Thursday, July 12, 2007

Albedo, and why energy won't be easy

The fun thing about changes on a global scale, is the insight it brings, the earth is not big enough. You could look at this two ways, either we're causing the changes by excess introduction of trace gases into the atmosphere (a theory subscribed to by 97% of all scientists) OR we're unfortunate spectators of some freak variation in nature (this appeals more to the last 3%, and as a bonus a very comforting viewpoint).

Either way we're poorly equipped to handle a worst-case scenario, should this come to pass. Nice reading material on this topic would be James Hansen, a merited professor in NASA's employ (they've been to the moon and back, wich is more than you can say about Exxon Mobil, or Royal Dutch Shell).

Funny language like

Multiple positive feedbacks accelerate the process once it is underway.

The global mean temperature three million years ago was only 2–3 °C warmer than today, while the sea level was 25 ± 10 m higher

proves interesting for sure.

The whole reason this is surprising, is that Hansen, maintains that this is a posibility that we see climate along the lines of this once again, within the immediate future(that being 5m in about 100 years time).
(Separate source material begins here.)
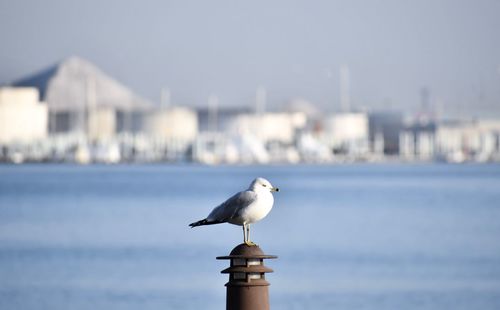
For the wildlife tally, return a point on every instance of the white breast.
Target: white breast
(259, 209)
This is an estimate that is about 10 times more dramatic than IPCC have proposed(58cm, at most), and not at all satisfying to think about.

Consider this; where are you at 5m higher sea level? And your immediate infrastructure, and your national and international economic system. It's long story short a challenge of impossibly big proportions, and a perfectly natural human reflex is to shy away from problems at this scale. And then we're not even talking of the consequences of the new and exiting weather pattern.. It just might be time to grow your own potatoes again.

Why the big difference in numbers? IPCC have to be 110% sure of any statement they put out, so naturally they're vague about effects that they do not have a good predictive model of. Possible rapid dynamical response of the ice sheet, is one of the factors that are impossible to estimate with a high level of confidence, and are therefore not included in the IPCC models. Wich is a shame.